Geliniz yine aynı yazıdan bazı alıntılarla bu önemi ifade etmeye çalışayım.
2013 yılında AB üyesi olan Hırvatistan, doğal olarak Schengen kurallarına tabi. Neum şehri de bir koridor olarak Hırvatistan’ı ikiye bölüyor. Bu durumda Hırvatlar iki kez sınırda pasaport kontrolüne girmek zorunda kalıyorlar. Bunu gören Avrupa Birliği (AB) bir köprü projesi ile Hırvatistan’ın bölünmüşlüğüne son vermek istemiş ve 2400 metre uzunluğundaki Pelijesac Köprüsü’nü inşa etmeyi kararlaştırmış. 2007 yılında projeye başlamışlar ancak 420 milyon Euro’luk kaynağı bulamayınca durdurmuşlar. 2016 yılında AB 370 milyon Euro kaynağı aktarınca köprü inşaatı tekrar başlamış. 2022 yılında ise bitmesi hedefleniyormuş.
Peki, Neum şehri bugün hangi tehditle karşı karşıya?
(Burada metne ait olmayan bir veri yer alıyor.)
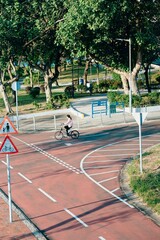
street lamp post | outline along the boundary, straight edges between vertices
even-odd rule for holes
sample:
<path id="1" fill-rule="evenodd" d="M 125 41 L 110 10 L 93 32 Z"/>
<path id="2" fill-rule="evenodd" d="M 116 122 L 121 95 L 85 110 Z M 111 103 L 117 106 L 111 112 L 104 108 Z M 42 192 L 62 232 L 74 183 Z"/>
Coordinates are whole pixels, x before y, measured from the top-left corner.
<path id="1" fill-rule="evenodd" d="M 129 43 L 129 110 L 132 113 L 132 56 L 131 56 L 131 38 L 123 39 L 116 38 L 118 41 L 125 41 Z"/>

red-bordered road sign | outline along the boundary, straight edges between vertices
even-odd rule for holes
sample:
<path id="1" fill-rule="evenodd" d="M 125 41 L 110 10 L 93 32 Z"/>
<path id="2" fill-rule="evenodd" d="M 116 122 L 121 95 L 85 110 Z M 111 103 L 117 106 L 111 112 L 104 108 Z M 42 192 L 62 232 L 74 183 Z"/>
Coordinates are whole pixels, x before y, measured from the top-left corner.
<path id="1" fill-rule="evenodd" d="M 1 147 L 0 147 L 0 153 L 3 154 L 13 154 L 18 153 L 18 149 L 12 142 L 9 136 L 6 136 Z"/>
<path id="2" fill-rule="evenodd" d="M 18 131 L 9 119 L 9 117 L 6 116 L 0 125 L 0 135 L 8 133 L 18 133 Z"/>

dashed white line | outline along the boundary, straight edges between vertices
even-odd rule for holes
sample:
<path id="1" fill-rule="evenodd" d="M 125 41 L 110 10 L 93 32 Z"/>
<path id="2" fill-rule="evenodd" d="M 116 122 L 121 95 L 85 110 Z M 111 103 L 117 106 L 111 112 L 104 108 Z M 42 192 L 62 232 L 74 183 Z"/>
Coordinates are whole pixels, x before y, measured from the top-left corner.
<path id="1" fill-rule="evenodd" d="M 108 181 L 111 181 L 111 180 L 113 180 L 113 179 L 115 179 L 115 178 L 117 178 L 117 177 L 107 178 L 107 179 L 104 179 L 104 180 L 102 180 L 102 181 L 100 181 L 100 182 L 98 182 L 98 183 L 108 182 Z"/>
<path id="2" fill-rule="evenodd" d="M 119 190 L 119 188 L 115 188 L 115 189 L 113 189 L 111 192 L 116 192 L 116 191 L 118 191 Z"/>
<path id="3" fill-rule="evenodd" d="M 32 183 L 32 181 L 25 177 L 22 173 L 18 173 L 18 175 L 24 178 L 27 182 Z"/>
<path id="4" fill-rule="evenodd" d="M 42 190 L 41 188 L 38 188 L 38 190 L 43 193 L 46 197 L 48 197 L 51 201 L 53 202 L 57 202 L 53 197 L 51 197 L 48 193 L 46 193 L 44 190 Z"/>
<path id="5" fill-rule="evenodd" d="M 104 237 L 99 237 L 100 240 L 106 240 Z"/>
<path id="6" fill-rule="evenodd" d="M 89 162 L 85 162 L 85 164 L 90 164 L 90 163 L 107 163 L 107 162 L 122 162 L 122 161 L 127 161 L 128 159 L 113 159 L 113 160 L 98 160 L 98 161 L 89 161 Z"/>
<path id="7" fill-rule="evenodd" d="M 130 155 L 135 155 L 135 153 L 123 153 L 123 154 L 107 154 L 107 155 L 94 155 L 94 156 L 88 156 L 88 158 L 100 158 L 100 157 L 117 157 L 117 156 L 130 156 Z"/>
<path id="8" fill-rule="evenodd" d="M 115 173 L 115 172 L 119 172 L 119 170 L 113 170 L 113 171 L 108 171 L 108 172 L 100 172 L 100 173 L 92 173 L 92 174 L 90 174 L 90 176 L 97 176 L 97 175 L 102 175 L 102 174 L 106 174 L 106 173 Z"/>
<path id="9" fill-rule="evenodd" d="M 68 210 L 67 208 L 64 208 L 64 210 L 69 213 L 73 218 L 75 218 L 79 223 L 81 223 L 84 227 L 88 227 L 88 225 L 86 223 L 84 223 L 79 217 L 77 217 L 76 215 L 74 215 L 70 210 Z"/>
<path id="10" fill-rule="evenodd" d="M 122 167 L 123 165 L 122 164 L 120 164 L 120 165 L 114 165 L 114 166 L 104 166 L 104 165 L 102 165 L 102 166 L 98 166 L 98 167 L 94 167 L 94 166 L 92 166 L 92 167 L 85 167 L 85 168 L 83 168 L 83 169 L 85 169 L 85 170 L 88 170 L 88 169 L 98 169 L 98 168 L 113 168 L 113 167 Z"/>
<path id="11" fill-rule="evenodd" d="M 3 164 L 7 166 L 7 163 L 5 161 L 2 161 Z M 10 169 L 13 169 L 13 167 L 10 165 Z"/>

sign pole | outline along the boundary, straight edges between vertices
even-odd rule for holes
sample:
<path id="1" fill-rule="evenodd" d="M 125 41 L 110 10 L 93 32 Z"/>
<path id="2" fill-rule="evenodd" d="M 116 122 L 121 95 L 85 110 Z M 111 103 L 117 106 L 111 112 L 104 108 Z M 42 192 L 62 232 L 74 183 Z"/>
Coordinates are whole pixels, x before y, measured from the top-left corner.
<path id="1" fill-rule="evenodd" d="M 9 220 L 10 220 L 10 223 L 12 223 L 11 175 L 10 175 L 10 159 L 8 154 L 6 154 L 6 160 L 7 160 L 7 176 L 8 176 Z"/>
<path id="2" fill-rule="evenodd" d="M 133 117 L 135 118 L 136 122 L 139 126 L 139 156 L 140 156 L 140 162 L 139 162 L 139 168 L 140 173 L 143 173 L 143 164 L 142 164 L 142 123 L 147 117 L 147 113 L 132 113 Z"/>
<path id="3" fill-rule="evenodd" d="M 143 166 L 142 166 L 142 131 L 141 131 L 141 126 L 142 126 L 142 113 L 140 113 L 140 124 L 139 124 L 139 153 L 140 153 L 140 173 L 142 174 L 143 172 Z"/>
<path id="4" fill-rule="evenodd" d="M 16 116 L 17 116 L 17 130 L 19 129 L 18 123 L 18 82 L 16 82 Z"/>

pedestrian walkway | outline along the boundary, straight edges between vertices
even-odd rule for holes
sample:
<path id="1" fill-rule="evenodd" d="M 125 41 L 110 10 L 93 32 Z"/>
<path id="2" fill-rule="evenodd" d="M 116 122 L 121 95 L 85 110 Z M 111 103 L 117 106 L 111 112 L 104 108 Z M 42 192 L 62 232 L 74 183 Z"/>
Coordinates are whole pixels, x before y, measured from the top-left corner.
<path id="1" fill-rule="evenodd" d="M 39 129 L 40 126 L 42 126 L 42 130 L 46 130 L 46 126 L 48 127 L 48 125 L 50 127 L 50 130 L 53 130 L 56 128 L 56 121 L 60 123 L 67 113 L 71 113 L 73 115 L 77 127 L 80 129 L 90 127 L 97 128 L 98 126 L 108 127 L 111 125 L 115 126 L 119 124 L 130 124 L 136 122 L 134 117 L 125 111 L 121 113 L 111 114 L 111 116 L 105 114 L 97 114 L 92 118 L 92 102 L 97 100 L 106 100 L 106 94 L 74 99 L 69 109 L 19 116 L 20 130 L 22 126 L 25 126 L 24 129 L 27 131 L 30 125 L 32 130 L 34 130 L 34 128 L 35 130 Z M 33 123 L 33 117 L 36 117 L 36 119 L 40 118 L 40 121 L 38 121 L 38 123 Z M 30 121 L 30 119 L 32 119 L 32 121 Z M 16 122 L 16 116 L 13 118 L 13 120 Z M 146 120 L 160 120 L 160 111 L 148 113 Z M 9 223 L 8 211 L 9 210 L 7 204 L 4 202 L 4 200 L 2 200 L 0 196 L 0 239 L 35 239 L 35 237 L 31 234 L 30 230 L 23 224 L 23 222 L 21 220 L 18 220 L 19 218 L 16 214 L 13 216 L 13 223 Z"/>

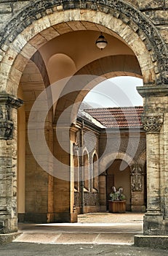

Cem Gürdeniz köprünün Bosna Hersek’in açık denize tek çıkışı olan Peljesac yarımadasının kuzeyini fiziki olarak kapattığını ve savaş durumunda köprü yıkıldığı takdirde ayakların oluşturduğu adacıklar üzerinden deniz trafiğinin tamamen durması gibi bir tehlike oluşturduğunu söylüyor. Bu arada köprü 55 metre yükseklikte olacakmış. Bu yükseklik ticaret ve savaş gemileri için kabul edilebilir bir yükseklikmiş. Ancak Cem Gürdeniz Bey 60 metrenin üstündeki konteynır ve cruise gemilerinin de düşünülmesi gerektiğini ifade ediyor.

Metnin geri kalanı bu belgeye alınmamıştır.